The state slots commission voted 5-2 to allow the Cordish Co. to put as many as 4,750 machines near Arundel Mills Mall.
Estimates indicate that site alone could gross as much as $500 million a year once the machines are fully implemented, with about $243 million going to the state and about $25 million to the county. If approved by local officials, the site could open in December 2011. The proposal calls for a 215,000 square-foot facility, including a 125,000 square-foot gaming floor.
But the proposal remains up in the air pending a vote by the Anne Arundel County Council, where prospects for approval has run into uncertainty because some have expressed concerns about how the slots parlor could affect quality of life and property values. The council scheduled a hearing Monday evening to consider the proposal, but it was unclear whether a vote would take place.
David Cordish, who attended the commissions vote in Baltimore, told reporters he was on his way to Annapolis in an effort to "put their issues to bed."
"Everywhere we've had a casino, property values have risen," Cordish said. "Security was increased for the neighborhood, but they'll have to see it to believe it, I guess, and we'll prove it to them."

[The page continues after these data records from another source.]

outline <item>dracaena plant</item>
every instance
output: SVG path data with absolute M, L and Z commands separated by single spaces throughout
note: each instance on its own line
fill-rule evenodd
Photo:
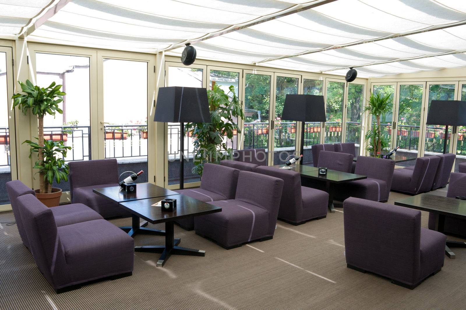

The Anne Arundel site is the third to receive a slot machine license from the state panel. The other two sites, one at a horse racing track near Ocean City and the other near Interstate 95 in Cecil County, did not run into similar opposition from local officials. Developers are working on getting those locations open, perhaps as early as next year.
Donald Fry, the chairman of the state slot machine commission, said if the Anne Arundel County proposal falls apart, the state commission would seek to rebid a slots parlor there, and the commission would have discretion on when to set a deadline for new bids. Fry said consultants hired by the state have indicated the current location is a strong one for the venture to succeed, and that the Cordish Co. has the experience to run it well.
"You certainly would hate to see the state of Maryland turn away this potential," Fry said after the vote, which took place in Baltimore.
Meanwhile, the commission has yet to receive a revised proposal for a fourth slot machine site in Baltimore. The commission also hasn't received an additional $19.5 million licensing fee to expand from its initial proposal from developers from 500 machines to 3,750. However, developers have indicated in a letter to the commission that the revised proposal and increased licensing fee would be submitted no later than Dec. 10.
In another development, a slot machine site at Ocean Downs, the horse racing track near Ocean City that already has been granted a license, has run into some glitches that need to be examined relating to the race track building. That apparently will delay its planned Memorial Day opening.
Maryland residents approved a constitutional amendment last year to allow up to 15,000 slot machines in the state of Maryland. But the recession led to a disappointing round of bidding in February from developers who initially chose about half of that number. A bid on a fifth location near Rocky Gap State Park in western Maryland was rejected by the commission after a developer submitted a bid without a licensing fee.